“Oh, editors at The Kansas City Star, why do you have to ruin my Thursdays?” said a caller this morning with what I gather was mock indignation.
This reader identified himself as a loyal reader of the paper, and a particular fan of the puzzles and comics. But he pointed to what he calls “the most annoying thing” he deals with — the fact that the Preview section on Thursdays, which is a nearly-square tabloid, isn’t folded into even halves.
He noted correctly that the 816 news magazine he receives on Wednesdays is the same size, yet it’s folded evenly. So why is Preview always off-center? Is there some setting on the presses that gets mistakenly knocked out of alignment while the Thursday paper is being printed?
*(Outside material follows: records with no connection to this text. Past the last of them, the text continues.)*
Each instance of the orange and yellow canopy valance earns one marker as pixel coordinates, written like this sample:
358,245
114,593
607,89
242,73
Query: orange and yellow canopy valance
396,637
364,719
No, it’s not a mistake. In reality, there are numerous sections that get printed with what’s known in the printing business as a “lap fold.” If you’ll look at yesterday’s Food section, for example, you’ll notice it’s folded the same way.
But here’s the critical difference: Most of those other sections are broadsheets, meaning the fold comes horizontally across the middle of the page. It doesn’t create two uneven facing pages there.
The bottom line is that using this lap fold is sometimes a necessity in the extremely complex steps that multiple newspaper sections are printed, moved and ultimately inserted together. Because of technical reasons (which are way too difficult to explain, even though I’ve seen them in action), there is no other way for Preview to be printed and inserted with the Thursday paper.
Several years ago, programmers were at least able to adjust the templates on the pages to keep printed material from falling into the “gutter” where the pages fold. That made for somewhat easier reading. But of course I understand and sympathize with those readers who find the fold problematic.